Das ist kein Problem, wenn der Versicherer in seinen Versicherungsbedingungen ein Berufsgruppenwechselrecht kennt. Der Tarif HDI Ego Top hat ein solches Berufsgruppenwechselrecht, allerdings nur gegen erneute, vereinfachte Gesundheitsprüfung.
In der Praxis heißt das, nach Abschluss des Ausbildungsabschnitts kann grundsätzlich in die bessere Berufsgruppe gewechselt werden. Also beispielhaft in Sekundarstufe II auf diese Berufsgruppe, oder bei Aufnahme des Medizinstudiums in die Berufsgruppe des Studenten.
Die Berufsgruppe Assistenzarzt unter 81 % Bürotätigkeit ist teurer als die des Medizinstudenten!

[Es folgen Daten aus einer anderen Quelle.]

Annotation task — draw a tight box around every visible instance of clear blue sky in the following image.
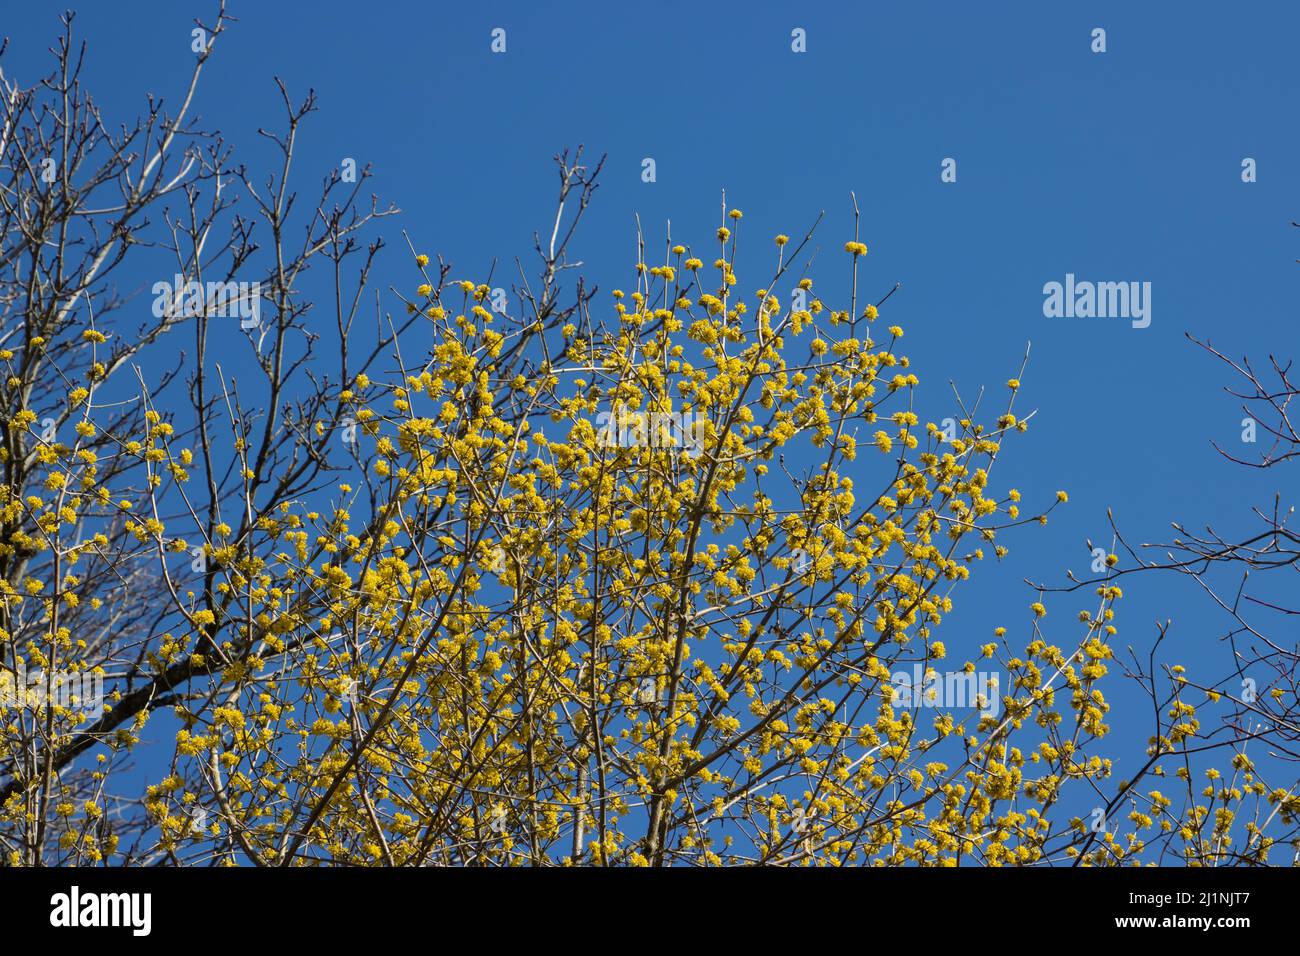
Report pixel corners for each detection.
[4,0,1296,843]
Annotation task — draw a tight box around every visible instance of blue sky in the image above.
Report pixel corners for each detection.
[4,0,1297,850]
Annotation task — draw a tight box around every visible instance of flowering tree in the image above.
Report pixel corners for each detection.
[1,12,1295,867]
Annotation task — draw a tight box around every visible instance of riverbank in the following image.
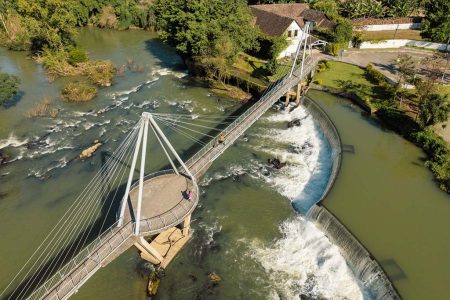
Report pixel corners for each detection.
[312,60,450,193]
[309,90,450,300]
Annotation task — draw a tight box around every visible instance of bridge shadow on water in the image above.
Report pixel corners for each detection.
[6,92,260,299]
[5,151,134,300]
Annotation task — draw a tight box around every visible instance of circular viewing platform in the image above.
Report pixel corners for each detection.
[123,170,198,236]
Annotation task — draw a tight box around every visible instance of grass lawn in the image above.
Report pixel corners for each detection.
[358,29,423,41]
[233,53,266,74]
[313,61,374,92]
[312,61,395,110]
[231,52,296,88]
[436,85,450,100]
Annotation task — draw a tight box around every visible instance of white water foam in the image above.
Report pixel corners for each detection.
[249,106,332,212]
[250,216,370,300]
[0,133,28,150]
[151,67,188,79]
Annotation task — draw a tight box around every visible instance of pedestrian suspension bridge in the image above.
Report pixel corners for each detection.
[1,23,319,300]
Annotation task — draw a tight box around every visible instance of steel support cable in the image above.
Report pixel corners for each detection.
[153,116,215,139]
[153,115,226,132]
[152,113,240,119]
[151,115,237,126]
[154,117,208,146]
[3,121,141,299]
[6,121,142,299]
[153,117,207,146]
[148,122,178,172]
[28,139,137,297]
[18,128,140,299]
[98,143,136,233]
[16,130,139,300]
[153,116,214,144]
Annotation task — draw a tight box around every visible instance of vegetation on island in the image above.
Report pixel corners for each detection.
[61,82,98,102]
[313,58,450,192]
[26,96,58,118]
[0,0,154,102]
[0,71,20,104]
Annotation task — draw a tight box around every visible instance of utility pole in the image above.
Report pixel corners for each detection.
[441,37,450,82]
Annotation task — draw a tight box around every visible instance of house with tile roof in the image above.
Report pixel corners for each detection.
[250,3,332,58]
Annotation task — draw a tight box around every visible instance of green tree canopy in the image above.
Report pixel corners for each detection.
[418,93,450,127]
[0,72,20,104]
[153,0,259,58]
[422,0,450,43]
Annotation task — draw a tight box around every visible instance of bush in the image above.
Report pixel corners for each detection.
[80,60,116,86]
[98,6,118,29]
[326,43,345,56]
[266,58,278,76]
[253,36,288,60]
[313,79,323,85]
[61,82,97,102]
[334,19,353,43]
[26,96,58,118]
[68,48,88,65]
[0,72,20,104]
[317,61,330,72]
[366,64,386,84]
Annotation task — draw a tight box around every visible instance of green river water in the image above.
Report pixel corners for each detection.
[0,29,448,300]
[310,90,450,300]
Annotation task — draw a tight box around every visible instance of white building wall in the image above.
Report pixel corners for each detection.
[278,21,306,59]
[354,23,422,31]
[359,39,450,51]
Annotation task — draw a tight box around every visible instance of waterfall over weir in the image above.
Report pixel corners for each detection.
[301,97,400,300]
[308,205,401,300]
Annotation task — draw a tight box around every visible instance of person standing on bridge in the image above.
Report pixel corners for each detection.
[218,135,225,145]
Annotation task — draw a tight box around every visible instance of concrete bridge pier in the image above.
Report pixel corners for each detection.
[134,213,193,269]
[285,82,304,106]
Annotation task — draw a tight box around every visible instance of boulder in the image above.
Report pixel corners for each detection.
[148,271,160,297]
[287,119,302,128]
[80,142,102,159]
[268,158,286,169]
[208,272,221,284]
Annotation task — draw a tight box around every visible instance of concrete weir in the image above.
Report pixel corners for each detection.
[302,97,400,300]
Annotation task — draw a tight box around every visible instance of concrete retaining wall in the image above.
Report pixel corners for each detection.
[354,23,421,31]
[302,96,401,299]
[359,39,450,51]
[301,97,342,200]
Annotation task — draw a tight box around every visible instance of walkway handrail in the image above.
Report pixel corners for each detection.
[27,221,133,300]
[185,57,318,171]
[27,56,318,300]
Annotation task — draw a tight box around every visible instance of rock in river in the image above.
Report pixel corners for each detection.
[80,141,102,159]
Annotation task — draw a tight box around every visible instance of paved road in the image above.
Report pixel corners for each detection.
[340,49,436,83]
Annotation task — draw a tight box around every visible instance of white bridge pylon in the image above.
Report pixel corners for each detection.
[117,112,195,234]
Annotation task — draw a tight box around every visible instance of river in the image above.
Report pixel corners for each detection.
[309,90,450,300]
[0,28,447,300]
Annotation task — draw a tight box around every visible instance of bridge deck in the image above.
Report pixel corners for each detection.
[125,173,195,233]
[29,58,318,300]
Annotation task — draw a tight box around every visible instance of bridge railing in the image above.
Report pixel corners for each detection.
[185,57,318,171]
[28,221,133,300]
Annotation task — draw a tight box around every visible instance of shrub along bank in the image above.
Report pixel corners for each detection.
[312,61,450,193]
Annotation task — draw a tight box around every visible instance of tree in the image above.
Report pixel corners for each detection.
[154,0,259,58]
[418,93,450,127]
[312,0,339,20]
[382,0,418,17]
[0,72,20,104]
[333,18,352,43]
[422,52,450,82]
[393,54,415,106]
[340,0,386,19]
[422,0,450,43]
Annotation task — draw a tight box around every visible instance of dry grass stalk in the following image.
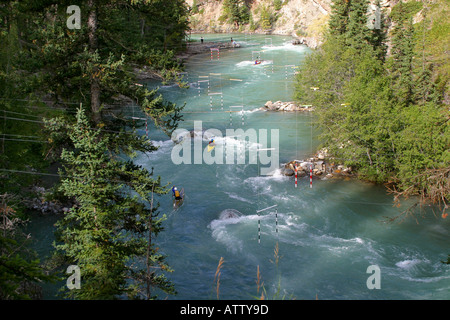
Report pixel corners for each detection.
[256,265,265,300]
[214,257,224,300]
[270,242,281,265]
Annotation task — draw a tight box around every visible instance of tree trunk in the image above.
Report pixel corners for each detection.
[366,148,373,166]
[87,0,101,124]
[146,184,155,300]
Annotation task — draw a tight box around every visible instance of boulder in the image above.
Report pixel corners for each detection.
[281,167,295,176]
[262,100,312,112]
[264,101,274,110]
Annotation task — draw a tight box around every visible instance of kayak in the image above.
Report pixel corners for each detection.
[173,188,184,209]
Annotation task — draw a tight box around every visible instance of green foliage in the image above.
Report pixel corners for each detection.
[249,12,257,31]
[259,5,275,30]
[346,0,372,50]
[327,0,351,37]
[390,0,423,22]
[274,0,283,11]
[1,0,189,299]
[191,0,199,14]
[0,194,56,299]
[389,17,415,108]
[222,0,250,27]
[294,0,449,211]
[53,108,175,299]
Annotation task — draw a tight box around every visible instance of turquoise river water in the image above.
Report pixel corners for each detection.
[31,34,449,300]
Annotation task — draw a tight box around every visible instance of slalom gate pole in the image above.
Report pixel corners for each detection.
[258,216,261,244]
[275,208,278,236]
[145,118,148,138]
[295,164,298,188]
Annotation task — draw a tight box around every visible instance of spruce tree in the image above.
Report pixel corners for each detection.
[54,107,175,299]
[296,0,449,221]
[346,0,371,50]
[0,0,188,299]
[328,0,351,38]
[368,0,388,61]
[390,16,415,108]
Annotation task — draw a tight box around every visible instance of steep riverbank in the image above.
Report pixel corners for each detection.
[186,0,332,49]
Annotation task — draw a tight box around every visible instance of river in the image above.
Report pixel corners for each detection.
[31,33,449,300]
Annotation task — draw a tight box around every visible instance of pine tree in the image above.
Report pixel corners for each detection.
[296,0,449,221]
[412,2,440,105]
[54,107,175,299]
[328,0,387,59]
[390,16,415,108]
[0,0,188,299]
[223,0,241,27]
[346,0,371,50]
[368,0,388,61]
[328,0,351,38]
[223,0,250,27]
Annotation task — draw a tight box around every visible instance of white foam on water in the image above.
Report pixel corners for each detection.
[236,60,273,68]
[237,107,263,114]
[261,42,307,53]
[243,169,287,193]
[393,257,450,283]
[395,259,422,269]
[208,210,261,253]
[151,139,173,149]
[210,135,263,154]
[399,274,450,283]
[224,192,254,204]
[268,192,298,203]
[248,167,285,180]
[142,140,174,160]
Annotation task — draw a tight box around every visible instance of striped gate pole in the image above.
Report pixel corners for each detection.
[197,78,209,97]
[230,106,243,127]
[295,164,298,188]
[145,118,148,138]
[131,116,148,138]
[275,208,278,236]
[210,48,220,60]
[310,164,313,188]
[256,205,278,244]
[258,216,261,244]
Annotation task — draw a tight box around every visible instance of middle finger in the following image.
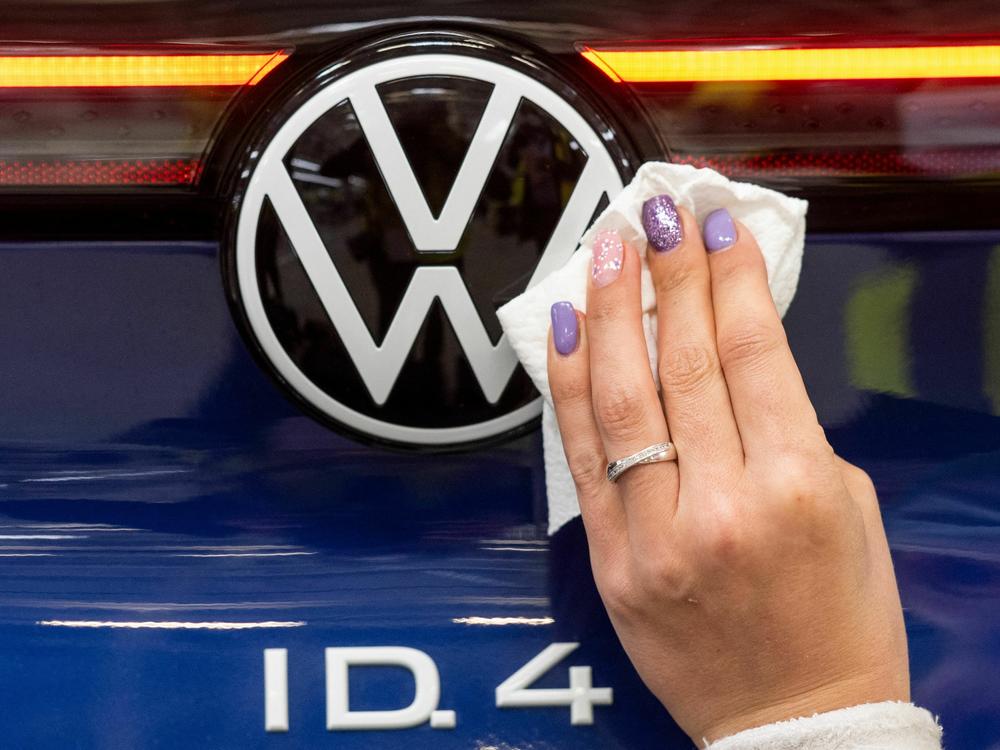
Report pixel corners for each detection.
[644,197,743,479]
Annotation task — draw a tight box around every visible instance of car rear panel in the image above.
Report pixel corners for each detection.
[1,3,999,748]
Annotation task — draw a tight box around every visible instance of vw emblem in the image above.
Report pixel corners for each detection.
[231,42,628,447]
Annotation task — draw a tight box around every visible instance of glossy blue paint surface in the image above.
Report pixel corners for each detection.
[0,236,997,748]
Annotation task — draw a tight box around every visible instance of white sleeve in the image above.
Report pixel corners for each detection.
[703,701,943,750]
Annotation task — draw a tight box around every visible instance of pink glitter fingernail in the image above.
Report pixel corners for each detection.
[592,229,624,288]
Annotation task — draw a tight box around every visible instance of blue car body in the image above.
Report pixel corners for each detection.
[1,2,999,747]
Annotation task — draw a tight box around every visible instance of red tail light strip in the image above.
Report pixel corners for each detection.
[0,52,288,88]
[581,45,1000,83]
[0,159,202,186]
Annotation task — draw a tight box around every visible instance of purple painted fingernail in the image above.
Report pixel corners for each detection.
[551,301,579,356]
[642,194,683,252]
[703,208,737,252]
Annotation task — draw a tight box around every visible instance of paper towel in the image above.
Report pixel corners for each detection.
[497,162,808,534]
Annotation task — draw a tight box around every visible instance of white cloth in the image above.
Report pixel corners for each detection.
[497,162,808,534]
[705,701,943,750]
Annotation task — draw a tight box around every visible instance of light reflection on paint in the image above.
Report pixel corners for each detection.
[13,524,139,532]
[478,539,546,545]
[171,552,317,558]
[37,620,306,630]
[20,469,190,483]
[0,553,54,557]
[452,616,554,626]
[481,547,547,553]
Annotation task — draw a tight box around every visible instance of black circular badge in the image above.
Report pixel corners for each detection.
[228,34,633,449]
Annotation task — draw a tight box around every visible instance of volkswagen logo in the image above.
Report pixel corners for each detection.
[229,35,631,448]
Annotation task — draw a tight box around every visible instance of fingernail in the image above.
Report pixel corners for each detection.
[703,208,737,252]
[551,301,579,355]
[591,229,624,288]
[642,194,683,252]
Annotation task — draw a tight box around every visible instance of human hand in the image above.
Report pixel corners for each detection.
[546,198,910,743]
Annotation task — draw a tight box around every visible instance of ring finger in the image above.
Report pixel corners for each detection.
[586,229,679,524]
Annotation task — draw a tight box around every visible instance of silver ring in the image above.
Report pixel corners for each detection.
[606,441,677,483]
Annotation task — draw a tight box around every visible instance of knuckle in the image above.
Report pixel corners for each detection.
[715,240,766,279]
[756,449,858,535]
[704,515,746,562]
[593,383,651,440]
[842,462,877,498]
[777,455,818,497]
[767,454,831,512]
[806,423,835,453]
[843,461,873,488]
[550,371,590,407]
[658,343,721,398]
[653,257,703,297]
[586,301,618,327]
[565,444,607,496]
[634,550,691,601]
[717,322,785,371]
[599,568,642,615]
[782,435,834,470]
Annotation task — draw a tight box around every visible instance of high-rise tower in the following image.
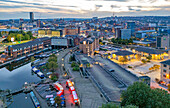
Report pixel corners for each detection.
[30,12,34,23]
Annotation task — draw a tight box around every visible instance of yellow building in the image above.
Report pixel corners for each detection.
[133,47,165,60]
[38,30,46,37]
[52,30,60,37]
[38,29,62,37]
[111,50,135,62]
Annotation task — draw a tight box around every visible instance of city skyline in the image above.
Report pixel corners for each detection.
[0,0,170,20]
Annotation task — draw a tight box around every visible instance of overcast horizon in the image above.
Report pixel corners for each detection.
[0,0,170,20]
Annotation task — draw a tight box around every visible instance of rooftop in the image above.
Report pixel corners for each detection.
[135,47,164,54]
[160,59,170,65]
[10,40,42,50]
[113,50,134,56]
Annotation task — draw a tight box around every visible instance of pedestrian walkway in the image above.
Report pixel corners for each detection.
[32,87,49,108]
[62,83,75,108]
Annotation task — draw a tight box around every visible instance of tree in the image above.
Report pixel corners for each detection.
[50,73,59,81]
[128,38,133,44]
[16,34,24,41]
[48,56,57,63]
[100,103,138,108]
[0,31,2,37]
[71,62,76,67]
[47,61,58,72]
[100,103,119,108]
[168,84,170,91]
[7,35,11,42]
[121,82,170,108]
[24,34,30,40]
[73,67,79,71]
[27,31,33,39]
[141,59,147,64]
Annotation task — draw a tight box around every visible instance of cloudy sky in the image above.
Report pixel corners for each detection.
[0,0,170,19]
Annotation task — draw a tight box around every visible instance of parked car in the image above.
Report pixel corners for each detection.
[109,69,115,72]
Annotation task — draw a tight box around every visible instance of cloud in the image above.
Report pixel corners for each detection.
[0,0,169,19]
[86,0,128,1]
[95,5,103,11]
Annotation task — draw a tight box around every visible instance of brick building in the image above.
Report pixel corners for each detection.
[5,41,43,58]
[64,27,80,36]
[33,37,51,47]
[79,36,99,56]
[65,35,84,47]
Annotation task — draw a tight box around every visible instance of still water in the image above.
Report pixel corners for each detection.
[0,62,41,108]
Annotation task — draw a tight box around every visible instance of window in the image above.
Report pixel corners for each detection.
[164,64,167,67]
[163,69,166,72]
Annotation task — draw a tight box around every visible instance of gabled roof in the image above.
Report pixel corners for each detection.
[34,37,50,41]
[10,41,42,50]
[113,50,134,56]
[160,59,170,65]
[135,47,164,54]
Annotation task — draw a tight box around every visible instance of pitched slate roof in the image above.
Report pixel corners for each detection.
[34,37,50,41]
[113,50,134,56]
[135,47,164,54]
[11,41,43,50]
[160,59,170,65]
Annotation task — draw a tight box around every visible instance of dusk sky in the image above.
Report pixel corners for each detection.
[0,0,170,19]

Unser Beispielverlauf zeigt jedoch auch eine rechnerisch mögliche gegenteilige Entwicklung. So ist die Berufsgruppe des Assistenzarztes mit unter 81 % Bürotätigkeit (A1) teurer, als die Berufsgruppe des Medizinstudenten (A1-top). Hier besteht allerdings kein Risiko:
Wer eine Berufsunfähigkeitsversicherung abschließen möchte, friert die Gegebenheiten (Eintrittsalter, Beruf, Gesundheit) zum Abschlusszeitpunkt praktisch ein. Ein späterer, nachteiliger Berufswechsel ist nicht anzuzeigen und bleibt ohne Konsequenzen, wenn dies nicht explizit in Textform vereinbart wurde (siehe §158 VVG – Gefahrenänderung). Mit einschränkender Ausnahme einiger weniger sehr schlechter Versicherungsbedingungen für Schüler, Azubis und Studenten gibt es solche Vereinbarungen am Markt nicht.
Die rechnerisch schlechtere Berufsgruppe nach Berufseintritt bleibt ohne Konsequenzen, da diese theoretische Verschlechterung im Beispieltarif HDI Ego Top unberücksichtigt bleibt.
Berufsgruppenwechselrecht aus Sicht der Versicherer
Verbesserungen in der Berufsgruppensystematik sind für die Bestände der Versicherer ein potentielles Problem. Würde der Versicherer auf der ursprünglich schlechteren Berufsgruppe beharren, muss er damit rechnen, dass insbesondere gesunde Versicherungsnehmer zu einem anderen Versicherer in eine günstigere Berufsgruppe wechseln würden.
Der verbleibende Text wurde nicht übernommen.